Posted by on September 8, 2016 under Bankruptcy Blog | Be the First to Comment

 How to How to Get the Most Out of Your Bankruptcy

The focus in bankruptcy is on dealing with your debts, wiping out and getting a handle on the negative side of your balance sheet. But getting a financial fresh start means not just getting relieved of your debts, but also protecting your essential assets—the positive side of your balance sheet. You can maximize this crucial benefit of bankruptcy by not selling, using up, or borrowing against your protected assets BEFORE filing your bankruptcy case.

In my daily work as a bankruptcy attorney, I constantly meet with new clients who have sold, spent, or borrowed against important assets in desperate attempts to keep their heads above water. This is usually a mistake.

Bankruptcy Protects Assets

If you are like most people, bankruptcy will protect all of your assets. First, Chapter 7 “straight bankruptcy” protects all “exempt” assets, so that a very high percentage of people who file under Chapter 7 keep everything they own.  Oddly enough, this is called a “no asset case” because the Trustee does not administer (= sells) any of the debtor’s assets.  Second, if you have assets which are worth more than the applicable “exempt” amounts provided by law, Chapter 13 “adjustment of debts” can almost always protect those “non-exempt” assets as well. And third, if you do have assets that are not “exempt,” with wise pre-bankruptcy planning with a knowledgeable bankruptcy attorney, those assets may be all the better protected once your bankruptcy case is filed.

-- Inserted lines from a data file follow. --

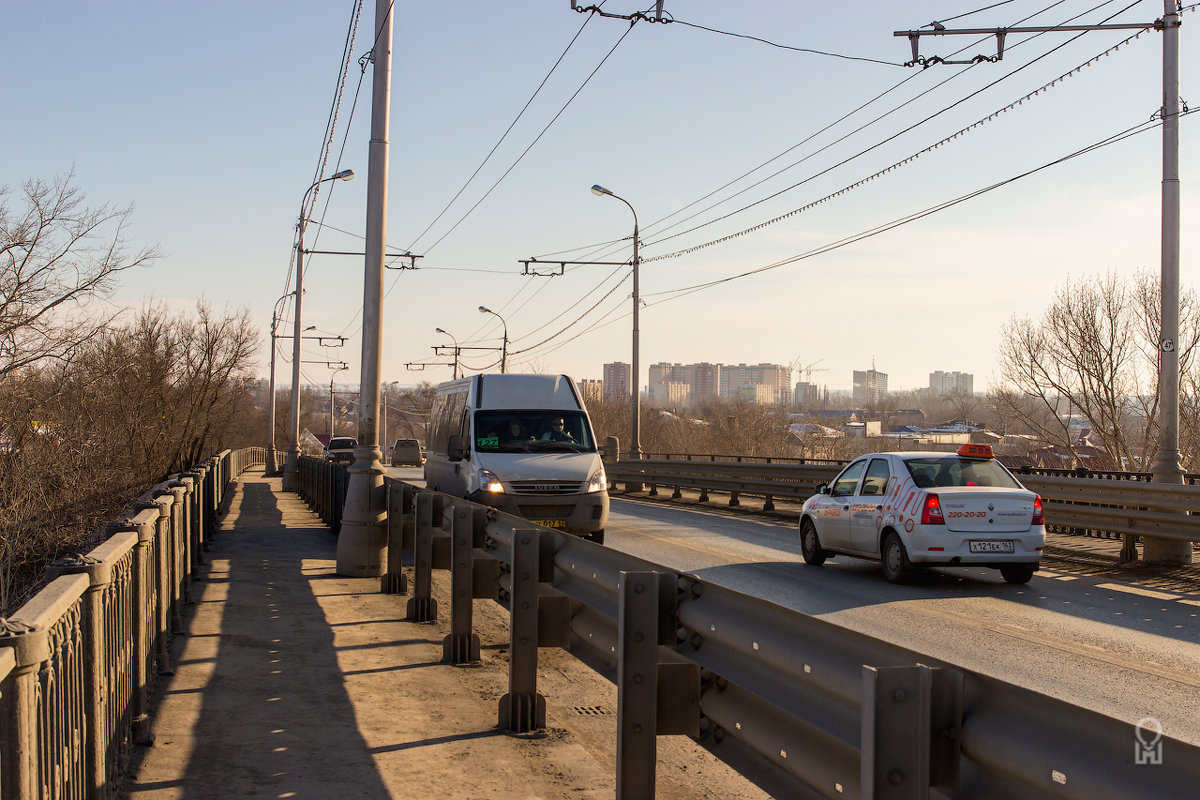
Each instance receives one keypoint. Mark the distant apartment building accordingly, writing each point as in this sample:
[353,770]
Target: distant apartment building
[869,385]
[733,380]
[951,383]
[807,394]
[763,394]
[670,384]
[592,390]
[695,383]
[617,380]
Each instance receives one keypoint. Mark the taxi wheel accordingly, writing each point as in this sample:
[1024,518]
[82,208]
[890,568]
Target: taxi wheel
[897,566]
[1017,573]
[810,546]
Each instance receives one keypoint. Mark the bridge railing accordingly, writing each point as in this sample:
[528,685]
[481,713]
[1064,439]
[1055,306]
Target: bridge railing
[1111,506]
[839,711]
[78,662]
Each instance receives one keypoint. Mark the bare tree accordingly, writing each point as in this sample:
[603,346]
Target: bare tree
[57,257]
[1095,354]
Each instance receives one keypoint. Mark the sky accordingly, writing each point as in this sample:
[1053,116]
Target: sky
[211,118]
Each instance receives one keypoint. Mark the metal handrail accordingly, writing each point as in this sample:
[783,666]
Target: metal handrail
[817,701]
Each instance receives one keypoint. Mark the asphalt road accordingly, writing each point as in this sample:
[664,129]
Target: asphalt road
[1108,644]
[1114,647]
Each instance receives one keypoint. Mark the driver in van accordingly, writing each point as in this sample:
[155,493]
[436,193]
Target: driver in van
[515,432]
[556,432]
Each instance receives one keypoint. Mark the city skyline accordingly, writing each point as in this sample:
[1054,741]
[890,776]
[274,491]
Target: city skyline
[859,240]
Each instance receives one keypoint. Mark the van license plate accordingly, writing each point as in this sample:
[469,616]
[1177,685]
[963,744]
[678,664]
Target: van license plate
[991,547]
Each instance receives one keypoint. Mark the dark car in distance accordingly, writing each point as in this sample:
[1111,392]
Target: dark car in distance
[341,450]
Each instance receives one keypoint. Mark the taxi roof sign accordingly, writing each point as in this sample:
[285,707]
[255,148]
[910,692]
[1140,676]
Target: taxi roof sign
[976,451]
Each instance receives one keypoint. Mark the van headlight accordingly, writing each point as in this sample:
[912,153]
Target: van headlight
[490,482]
[599,481]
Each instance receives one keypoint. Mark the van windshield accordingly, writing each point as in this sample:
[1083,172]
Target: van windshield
[533,431]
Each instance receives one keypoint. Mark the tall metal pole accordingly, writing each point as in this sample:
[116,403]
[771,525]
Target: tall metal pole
[291,468]
[1167,462]
[292,464]
[635,444]
[271,465]
[363,542]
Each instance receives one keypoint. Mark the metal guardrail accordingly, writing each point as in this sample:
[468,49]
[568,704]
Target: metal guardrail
[79,660]
[1110,506]
[833,710]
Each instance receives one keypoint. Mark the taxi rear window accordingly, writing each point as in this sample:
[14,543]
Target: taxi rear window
[951,470]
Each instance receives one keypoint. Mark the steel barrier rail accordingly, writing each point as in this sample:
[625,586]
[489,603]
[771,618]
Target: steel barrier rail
[1115,506]
[79,660]
[840,711]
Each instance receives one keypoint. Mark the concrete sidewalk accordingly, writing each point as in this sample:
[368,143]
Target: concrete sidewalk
[295,683]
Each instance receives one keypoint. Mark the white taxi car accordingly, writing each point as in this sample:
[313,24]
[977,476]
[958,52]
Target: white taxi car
[911,510]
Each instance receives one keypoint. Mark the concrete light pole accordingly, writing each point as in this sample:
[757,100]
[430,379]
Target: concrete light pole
[363,542]
[291,468]
[635,445]
[456,350]
[504,349]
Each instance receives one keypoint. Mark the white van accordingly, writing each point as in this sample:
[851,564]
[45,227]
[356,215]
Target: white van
[522,444]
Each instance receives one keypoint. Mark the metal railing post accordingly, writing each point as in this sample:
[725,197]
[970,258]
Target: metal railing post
[523,709]
[461,645]
[637,691]
[400,537]
[421,606]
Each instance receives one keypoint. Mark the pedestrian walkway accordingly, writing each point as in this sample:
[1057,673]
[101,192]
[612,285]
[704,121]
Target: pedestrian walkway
[293,681]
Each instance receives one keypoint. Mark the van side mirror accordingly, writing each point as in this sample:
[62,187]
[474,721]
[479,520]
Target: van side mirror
[455,451]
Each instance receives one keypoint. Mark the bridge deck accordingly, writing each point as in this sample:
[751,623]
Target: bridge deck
[295,683]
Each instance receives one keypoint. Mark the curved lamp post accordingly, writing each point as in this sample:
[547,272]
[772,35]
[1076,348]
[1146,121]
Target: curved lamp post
[504,350]
[438,330]
[635,445]
[291,475]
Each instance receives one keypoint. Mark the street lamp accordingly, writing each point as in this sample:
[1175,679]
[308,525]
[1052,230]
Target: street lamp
[635,445]
[291,468]
[336,368]
[271,464]
[504,350]
[438,330]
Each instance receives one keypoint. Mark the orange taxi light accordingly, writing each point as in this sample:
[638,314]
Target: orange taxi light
[976,451]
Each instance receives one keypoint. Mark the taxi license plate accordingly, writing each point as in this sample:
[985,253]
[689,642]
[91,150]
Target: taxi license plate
[991,547]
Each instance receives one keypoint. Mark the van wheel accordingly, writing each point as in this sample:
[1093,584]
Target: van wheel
[810,546]
[1018,572]
[897,566]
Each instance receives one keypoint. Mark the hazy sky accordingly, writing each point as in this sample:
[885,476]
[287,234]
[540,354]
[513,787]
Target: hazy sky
[209,118]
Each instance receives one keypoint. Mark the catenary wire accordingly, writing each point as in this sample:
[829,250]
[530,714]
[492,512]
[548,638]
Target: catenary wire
[867,150]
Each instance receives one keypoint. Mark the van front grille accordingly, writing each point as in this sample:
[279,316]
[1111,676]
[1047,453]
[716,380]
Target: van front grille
[545,487]
[545,512]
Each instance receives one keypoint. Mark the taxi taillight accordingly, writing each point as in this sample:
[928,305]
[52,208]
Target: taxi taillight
[931,512]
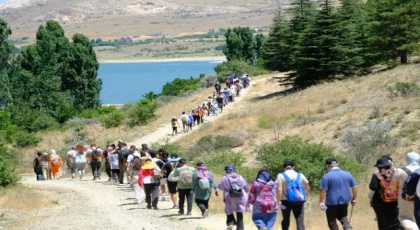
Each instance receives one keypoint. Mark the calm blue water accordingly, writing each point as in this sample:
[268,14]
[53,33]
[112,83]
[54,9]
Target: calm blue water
[127,82]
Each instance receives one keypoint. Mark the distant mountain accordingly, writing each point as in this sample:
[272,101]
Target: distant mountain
[110,19]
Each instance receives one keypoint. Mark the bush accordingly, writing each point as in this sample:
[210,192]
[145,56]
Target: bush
[208,81]
[8,161]
[141,112]
[309,158]
[226,68]
[113,119]
[368,142]
[24,139]
[404,89]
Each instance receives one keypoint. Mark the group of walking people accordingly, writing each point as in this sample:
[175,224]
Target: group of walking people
[212,105]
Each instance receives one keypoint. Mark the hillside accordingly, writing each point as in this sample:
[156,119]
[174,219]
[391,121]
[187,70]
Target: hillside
[111,19]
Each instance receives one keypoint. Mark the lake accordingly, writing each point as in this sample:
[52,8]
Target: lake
[124,83]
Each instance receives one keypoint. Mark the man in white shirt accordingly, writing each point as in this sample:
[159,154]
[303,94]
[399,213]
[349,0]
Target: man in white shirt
[290,174]
[406,214]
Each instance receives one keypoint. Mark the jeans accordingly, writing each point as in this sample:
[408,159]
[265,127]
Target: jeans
[140,196]
[337,212]
[264,220]
[96,168]
[185,193]
[115,175]
[239,221]
[203,205]
[298,212]
[152,194]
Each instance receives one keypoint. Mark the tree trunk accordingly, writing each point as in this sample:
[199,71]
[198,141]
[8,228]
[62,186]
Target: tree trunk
[404,58]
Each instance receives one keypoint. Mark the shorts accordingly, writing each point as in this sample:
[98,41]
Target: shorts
[172,187]
[163,181]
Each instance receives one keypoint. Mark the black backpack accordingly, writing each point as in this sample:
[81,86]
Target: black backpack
[404,189]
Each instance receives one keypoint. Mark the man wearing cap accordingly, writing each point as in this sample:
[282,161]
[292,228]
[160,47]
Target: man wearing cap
[185,174]
[406,207]
[289,171]
[335,194]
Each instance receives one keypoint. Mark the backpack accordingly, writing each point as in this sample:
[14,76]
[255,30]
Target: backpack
[404,188]
[386,193]
[235,189]
[95,154]
[295,191]
[136,163]
[185,177]
[157,175]
[204,183]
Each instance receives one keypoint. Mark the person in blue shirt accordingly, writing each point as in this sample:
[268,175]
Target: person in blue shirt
[338,189]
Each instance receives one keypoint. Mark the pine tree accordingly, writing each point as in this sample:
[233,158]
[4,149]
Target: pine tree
[279,47]
[394,29]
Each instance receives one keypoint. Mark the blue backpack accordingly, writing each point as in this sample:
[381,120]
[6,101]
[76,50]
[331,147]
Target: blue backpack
[295,191]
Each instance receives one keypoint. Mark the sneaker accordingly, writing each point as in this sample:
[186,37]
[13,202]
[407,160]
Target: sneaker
[206,213]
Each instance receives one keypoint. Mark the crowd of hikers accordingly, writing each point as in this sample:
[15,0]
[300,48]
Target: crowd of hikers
[160,176]
[213,104]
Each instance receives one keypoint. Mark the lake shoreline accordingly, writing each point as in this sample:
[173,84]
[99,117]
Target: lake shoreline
[186,59]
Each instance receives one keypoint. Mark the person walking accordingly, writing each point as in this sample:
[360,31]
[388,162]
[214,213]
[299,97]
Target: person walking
[175,125]
[55,164]
[413,193]
[337,189]
[136,164]
[170,166]
[149,183]
[235,195]
[184,173]
[185,120]
[406,207]
[290,180]
[80,160]
[203,182]
[45,165]
[385,198]
[95,158]
[70,161]
[36,165]
[262,197]
[113,159]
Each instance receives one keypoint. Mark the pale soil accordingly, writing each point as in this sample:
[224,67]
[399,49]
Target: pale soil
[91,204]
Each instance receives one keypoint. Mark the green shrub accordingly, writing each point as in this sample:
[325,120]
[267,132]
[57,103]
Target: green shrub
[141,112]
[8,176]
[404,89]
[113,119]
[24,139]
[309,158]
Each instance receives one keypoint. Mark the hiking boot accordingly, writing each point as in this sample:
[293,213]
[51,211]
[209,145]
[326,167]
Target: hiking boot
[206,213]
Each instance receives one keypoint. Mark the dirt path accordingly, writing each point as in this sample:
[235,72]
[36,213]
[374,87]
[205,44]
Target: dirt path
[164,132]
[90,204]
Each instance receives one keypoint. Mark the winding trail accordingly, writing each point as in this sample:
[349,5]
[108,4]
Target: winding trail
[87,204]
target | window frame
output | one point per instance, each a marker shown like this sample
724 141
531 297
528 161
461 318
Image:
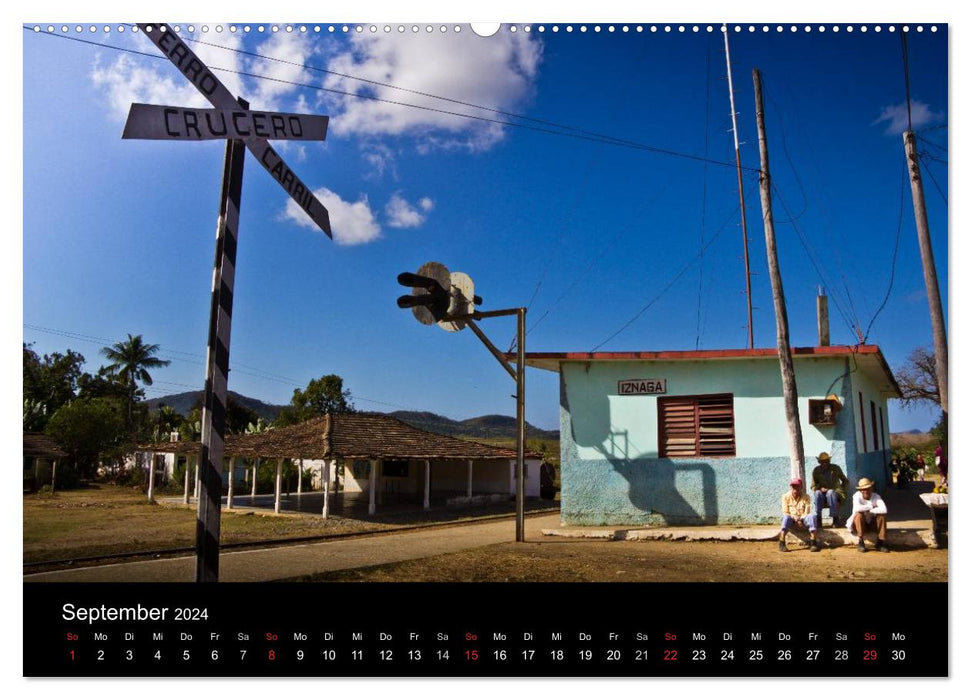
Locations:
694 400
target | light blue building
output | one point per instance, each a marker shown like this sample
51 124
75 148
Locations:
699 437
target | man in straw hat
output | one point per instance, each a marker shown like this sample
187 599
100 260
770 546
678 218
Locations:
869 515
797 512
829 489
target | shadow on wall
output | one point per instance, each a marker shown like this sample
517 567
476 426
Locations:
659 490
674 493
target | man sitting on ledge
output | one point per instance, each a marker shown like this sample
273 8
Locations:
797 511
829 488
869 515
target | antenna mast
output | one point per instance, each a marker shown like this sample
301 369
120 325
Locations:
741 192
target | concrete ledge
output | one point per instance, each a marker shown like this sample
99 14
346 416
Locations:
907 538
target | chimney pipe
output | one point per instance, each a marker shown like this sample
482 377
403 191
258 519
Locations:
822 318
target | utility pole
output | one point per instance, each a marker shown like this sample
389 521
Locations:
789 392
741 191
930 271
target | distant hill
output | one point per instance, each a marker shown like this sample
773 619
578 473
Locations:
183 403
913 438
480 427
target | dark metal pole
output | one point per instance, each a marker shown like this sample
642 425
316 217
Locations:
217 365
741 192
520 425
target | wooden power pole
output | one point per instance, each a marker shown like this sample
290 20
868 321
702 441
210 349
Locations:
789 391
930 271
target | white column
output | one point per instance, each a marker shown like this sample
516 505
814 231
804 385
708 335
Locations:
185 493
151 476
428 484
372 486
232 480
326 479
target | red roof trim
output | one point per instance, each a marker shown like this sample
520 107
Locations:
702 354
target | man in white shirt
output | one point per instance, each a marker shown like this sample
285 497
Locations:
869 515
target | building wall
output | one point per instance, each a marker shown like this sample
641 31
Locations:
611 472
872 460
488 477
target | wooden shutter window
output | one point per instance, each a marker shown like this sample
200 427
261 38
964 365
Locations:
697 426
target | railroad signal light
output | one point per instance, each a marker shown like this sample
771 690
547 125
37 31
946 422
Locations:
430 294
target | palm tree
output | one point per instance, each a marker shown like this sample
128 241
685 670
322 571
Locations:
130 360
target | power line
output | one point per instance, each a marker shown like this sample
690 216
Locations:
933 179
812 259
704 195
896 245
570 132
667 286
824 212
599 256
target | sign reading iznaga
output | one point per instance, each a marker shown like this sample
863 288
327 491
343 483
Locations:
642 386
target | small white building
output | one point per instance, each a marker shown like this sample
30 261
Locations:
367 455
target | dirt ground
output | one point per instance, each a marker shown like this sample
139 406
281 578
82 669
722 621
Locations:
112 519
665 561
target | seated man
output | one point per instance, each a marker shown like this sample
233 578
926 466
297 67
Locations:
869 515
829 489
797 511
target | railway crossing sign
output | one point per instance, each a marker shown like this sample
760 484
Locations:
247 129
221 98
189 124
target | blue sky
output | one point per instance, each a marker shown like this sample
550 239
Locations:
118 235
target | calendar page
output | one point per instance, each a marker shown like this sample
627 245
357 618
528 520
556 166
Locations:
424 349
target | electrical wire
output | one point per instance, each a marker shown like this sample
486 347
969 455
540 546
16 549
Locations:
704 196
930 174
816 266
896 245
667 286
572 133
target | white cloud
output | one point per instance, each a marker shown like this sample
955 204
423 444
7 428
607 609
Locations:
292 51
896 117
495 72
381 159
352 223
401 214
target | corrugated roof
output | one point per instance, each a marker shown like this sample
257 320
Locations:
867 355
349 436
40 445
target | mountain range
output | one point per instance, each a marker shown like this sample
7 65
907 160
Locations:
492 426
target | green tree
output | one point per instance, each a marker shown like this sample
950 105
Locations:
130 360
324 395
49 383
917 380
104 384
88 430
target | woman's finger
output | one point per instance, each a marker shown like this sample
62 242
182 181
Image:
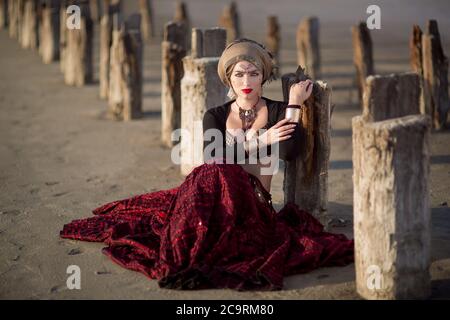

Get Legal Advice BEFORE Wasting Your Assets

If you are considering spending, selling, or borrowing against any of your assets to pay your debts, do you know whether that asset is one which would be protected in bankruptcy?

Consider a person in her late-50s cashing in a substantial amount of her 401(k) retirement plan to keep paying creditors when those creditors could be—and eventually are–written off in bankruptcy. That decision would likely significantly harm the quality of her retirement lifetime, with no tangible benefit to show for it.  Or consider a husband and wife selling a free-and-clear vehicle that’s in good condition to pay creditors that eventually are written off in bankruptcy.  Under certain circumstances, that vehicle may be exempted or a deal can be made with the trustee that allows you to keep the vehicle.

These kinds of decisions can have serious long-term consequences, so they shouldn’t be made without legal advice about the alternatives.